LangChain is a great Python framework leveraging language models to build powerful NLP applications.
In this post, we will see how LangChain can be used to collect data from various sources and make them searchable using Nuclia.
Install
First, you need to install LangChain and Nuclia.
pip install langchain
pip install nuclia
You also need to create a free Nuclia account on nuclia.cloud.
Once your account is created, go to your Knowledge Box dashboard and navigate to the API keys entry on the left menu to generate an API key. Make sure to select the Contributor role.
Simple Wikipedia AI search
In this example, we will use LangChain to collect data from Wikipedia and make it searchable using Nuclia.
Let’s first install the required dependency.
pip install wikipedia
Then, we can create a simple script that will collect information about Hedy Lamarr in Wikipedia using the LangChain’s Wikipedia document loader (named WikipediaLoader
) and push the extracted texts to Nuclia.
(If you do not know who is Hedy Lamarr, that’s the perfect opportunity to learn about her, she is my favorite inventor, and her life is fascinating!)
from langchain.document_loaders import WikipediaLoader
from langchain.vectorstores.nucliadb import NucliaDB
API_KEY = "YOUR-API-KEY"
documents = WikipediaLoader(query="Hedy Lamarr").load()
ndb = NucliaDB(knowledge_box="YOUR-KNOWLEDGE-BOX-ID", local=False, api_key=API_KEY)

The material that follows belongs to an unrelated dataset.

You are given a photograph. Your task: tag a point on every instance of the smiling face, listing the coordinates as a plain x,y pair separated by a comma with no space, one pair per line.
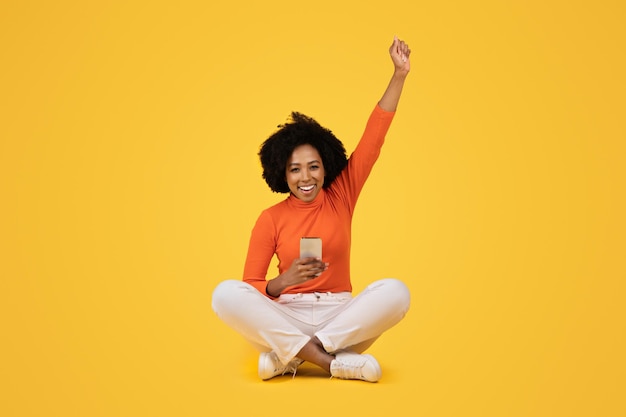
305,173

ndb.add_texts([doc.page_content for doc in documents])
Once the script is executed, you can go to your Knowledge Box dashboard and see the documents that have been added in the Resources section.
It may take a few minutes for the documents to be indexed and searchable.
Once they are indexed, you can use LangChain to search among all the indexed paragraphs.
from langchain.document_loaders import WikipediaLoader
from langchain.vectorstores.nucliadb import NucliaDB
API_KEY = "YOUR-API-KEY"
ndb = NucliaDB(knowledge_box="YOUR-KNOWLEDGE-BOX-ID", local=False, api_key=API_KEY)
results = ndb.similarity_search("What did Hedy Lamarr invent?", 10)
print([result for result in results])
Indexing a website from its sitemap
In this example, we will use LangChain to index a full website in Nuclia.
LangChain has a SitemapLoader
that can be used to extract all the URLs from a website sitemap.
It requires lxml
to parse the sitemap. Let’s install it:
pip install lxml
This script will load all the pages mentioned in the sitemap and push them to Nuclia.
from langchain.document_loaders.sitemap import SitemapLoader
from langchain.vectorstores.nucliadb import NucliaDB
API_KEY = "YOUR-API-KEY"
sitemap_loader = SitemapLoader(web_path="https://nuclia.com/post-sitemap.xml")
documents = sitemap_loader.load()
ndb = NucliaDB(knowledge_box="YOUR-KNOWLEDGE-BOX-ID", local=False, api_key=API_KEY)
ndb.add_texts([doc.page_content for doc in documents])